Although the last year was full of vet visits, complicated medicine schedules, and physical therapy appointments, there is no relief in his absence. I would gladly have kept picking up his shedding fur and feeding him pain killers and treats. But, we knew his health would not improve and it just wasn’t fair.
Now, we miss him when we walk in the door to our “empty” house. It will be a long, slow recovery, especially for our sons who helped us pick him up from the breeder eleven years ago when he was only six weeks old. Jasper’s death represents the years that have gone by and as we look at his puppy photos, we also shed a tear for our children’s childhood that went fleeting by. Optimistically, I now know that having a dog accompany our children as they grew from kids to young adults helped teach them compassion, responsibility and now, about loss. As difficult as this loss has been, I highly recommend a dog for any loving family.
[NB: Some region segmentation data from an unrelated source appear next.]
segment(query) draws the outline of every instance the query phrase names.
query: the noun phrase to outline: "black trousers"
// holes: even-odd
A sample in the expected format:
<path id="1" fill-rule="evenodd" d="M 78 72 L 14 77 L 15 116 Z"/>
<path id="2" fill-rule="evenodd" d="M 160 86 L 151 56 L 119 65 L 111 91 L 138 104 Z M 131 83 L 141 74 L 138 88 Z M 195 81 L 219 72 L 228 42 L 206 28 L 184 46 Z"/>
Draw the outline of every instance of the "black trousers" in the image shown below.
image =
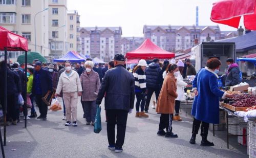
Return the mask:
<path id="1" fill-rule="evenodd" d="M 151 100 L 151 97 L 153 93 L 155 92 L 156 94 L 156 99 L 157 102 L 157 99 L 158 99 L 158 96 L 159 96 L 160 89 L 159 87 L 158 88 L 151 88 L 148 87 L 147 88 L 147 93 L 146 94 L 146 105 L 145 106 L 145 109 L 146 110 L 148 109 L 148 107 L 150 106 L 150 100 Z"/>
<path id="2" fill-rule="evenodd" d="M 161 114 L 158 130 L 161 131 L 165 128 L 167 132 L 172 132 L 173 131 L 172 123 L 173 116 L 173 114 Z"/>
<path id="3" fill-rule="evenodd" d="M 198 133 L 199 127 L 200 127 L 201 123 L 201 136 L 203 137 L 207 137 L 208 130 L 209 130 L 209 123 L 204 122 L 200 120 L 197 120 L 196 118 L 194 119 L 193 127 L 192 128 L 192 133 L 197 134 Z"/>
<path id="4" fill-rule="evenodd" d="M 178 114 L 179 115 L 179 113 L 180 112 L 180 100 L 175 100 L 175 115 Z"/>
<path id="5" fill-rule="evenodd" d="M 46 118 L 48 108 L 47 105 L 42 100 L 42 97 L 44 96 L 42 95 L 35 95 L 35 102 L 38 106 L 40 116 L 43 118 Z"/>
<path id="6" fill-rule="evenodd" d="M 116 148 L 121 148 L 124 142 L 128 111 L 124 110 L 106 110 L 108 123 L 106 130 L 110 145 L 115 145 Z M 117 125 L 117 134 L 115 141 L 115 128 Z"/>

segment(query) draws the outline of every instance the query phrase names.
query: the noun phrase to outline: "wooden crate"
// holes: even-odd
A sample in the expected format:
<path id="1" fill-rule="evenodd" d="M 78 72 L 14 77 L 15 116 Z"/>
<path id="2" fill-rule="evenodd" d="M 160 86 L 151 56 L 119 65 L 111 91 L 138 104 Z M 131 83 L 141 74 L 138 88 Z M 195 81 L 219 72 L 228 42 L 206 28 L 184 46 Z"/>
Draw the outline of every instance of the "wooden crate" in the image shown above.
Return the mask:
<path id="1" fill-rule="evenodd" d="M 230 105 L 228 104 L 226 104 L 222 102 L 221 104 L 221 106 L 225 107 L 227 109 L 230 109 L 231 111 L 245 111 L 246 109 L 247 109 L 249 107 L 235 107 L 233 106 L 232 105 Z"/>

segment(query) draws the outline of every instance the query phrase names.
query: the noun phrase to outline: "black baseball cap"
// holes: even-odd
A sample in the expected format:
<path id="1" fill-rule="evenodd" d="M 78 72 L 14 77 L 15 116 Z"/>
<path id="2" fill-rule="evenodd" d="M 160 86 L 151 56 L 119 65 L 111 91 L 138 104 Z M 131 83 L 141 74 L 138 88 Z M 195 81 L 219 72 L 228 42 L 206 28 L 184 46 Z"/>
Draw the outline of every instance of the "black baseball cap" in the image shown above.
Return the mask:
<path id="1" fill-rule="evenodd" d="M 33 64 L 33 66 L 42 66 L 42 63 L 40 61 L 36 61 L 34 64 Z"/>
<path id="2" fill-rule="evenodd" d="M 117 61 L 124 61 L 125 60 L 125 57 L 122 54 L 118 54 L 115 55 L 115 57 L 114 58 L 114 60 Z"/>

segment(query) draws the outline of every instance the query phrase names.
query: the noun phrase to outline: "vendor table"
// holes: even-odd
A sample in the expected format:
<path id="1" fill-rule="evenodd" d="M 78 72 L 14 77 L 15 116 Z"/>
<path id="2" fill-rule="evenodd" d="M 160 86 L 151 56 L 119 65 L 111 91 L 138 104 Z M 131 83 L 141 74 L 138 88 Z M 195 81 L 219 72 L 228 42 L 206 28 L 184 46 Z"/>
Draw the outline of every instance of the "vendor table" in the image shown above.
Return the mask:
<path id="1" fill-rule="evenodd" d="M 238 116 L 237 115 L 234 114 L 234 112 L 230 110 L 229 110 L 228 108 L 226 108 L 225 107 L 223 107 L 221 106 L 221 104 L 220 104 L 220 107 L 221 107 L 222 109 L 223 109 L 225 111 L 226 111 L 226 124 L 224 125 L 215 125 L 213 124 L 213 134 L 214 136 L 215 136 L 215 126 L 227 126 L 227 148 L 229 148 L 229 137 L 243 137 L 243 136 L 247 136 L 247 135 L 233 135 L 233 134 L 229 134 L 228 133 L 228 126 L 238 126 L 238 124 L 228 124 L 228 118 L 238 118 Z M 229 115 L 228 114 L 230 114 L 230 115 Z"/>

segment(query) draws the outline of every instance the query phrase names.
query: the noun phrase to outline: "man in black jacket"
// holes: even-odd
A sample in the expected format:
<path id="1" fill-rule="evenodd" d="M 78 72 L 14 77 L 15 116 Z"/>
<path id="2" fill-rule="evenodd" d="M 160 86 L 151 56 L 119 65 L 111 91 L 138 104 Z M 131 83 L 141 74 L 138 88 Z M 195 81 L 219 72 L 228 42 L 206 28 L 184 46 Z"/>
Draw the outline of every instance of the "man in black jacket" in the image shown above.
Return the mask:
<path id="1" fill-rule="evenodd" d="M 36 62 L 33 66 L 35 67 L 34 78 L 33 79 L 32 94 L 35 96 L 35 102 L 38 106 L 40 116 L 37 119 L 47 120 L 47 105 L 42 101 L 48 91 L 52 90 L 52 76 L 50 72 L 41 67 L 40 61 Z"/>
<path id="2" fill-rule="evenodd" d="M 102 79 L 96 104 L 99 105 L 106 93 L 105 109 L 108 118 L 107 132 L 109 149 L 116 152 L 123 151 L 128 112 L 134 104 L 134 77 L 124 66 L 124 56 L 115 56 L 115 68 L 109 70 Z M 115 143 L 115 127 L 117 125 L 117 140 Z"/>
<path id="3" fill-rule="evenodd" d="M 153 60 L 153 62 L 149 64 L 148 67 L 146 69 L 146 85 L 147 90 L 146 105 L 145 105 L 145 112 L 147 112 L 148 107 L 150 106 L 150 100 L 151 97 L 154 92 L 156 94 L 156 99 L 157 102 L 157 99 L 159 95 L 160 91 L 161 89 L 160 82 L 159 80 L 158 76 L 159 73 L 161 71 L 161 68 L 159 65 L 159 60 L 155 59 Z"/>

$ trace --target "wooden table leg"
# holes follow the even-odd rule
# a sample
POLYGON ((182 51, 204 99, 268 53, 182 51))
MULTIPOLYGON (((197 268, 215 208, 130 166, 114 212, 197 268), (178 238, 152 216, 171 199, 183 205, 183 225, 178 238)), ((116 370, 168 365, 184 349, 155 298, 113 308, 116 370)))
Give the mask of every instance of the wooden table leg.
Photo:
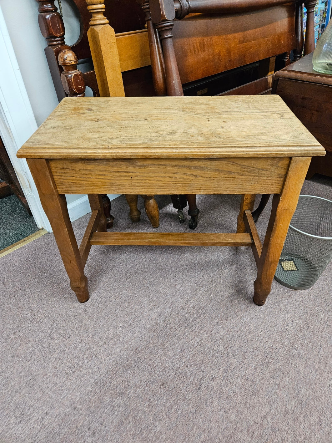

We all knew this day was coming. My daughter kept track of Jasper “in dog years” helping her learn her 7s times tables and also understand why he seemed to be getting old so quickly. I watched other friends’ lose their family dogs and somehow expected less of an impact on our lives. I was wrong. Jasper’s departure has devastated our family and as we limp along suddenly dog-less, the prospect of recovery seems remote. The thought of adopting another dog has been shelved until late in the summer. The problem is that there is no replacement for this perfect pet. Jasper’s calm and friendly disposition will never be matched. We just have to hope that the good memories persist, allowing another dog to slip into our lives someday and help ease the pain. Rest in peace, Jasper Zamboni.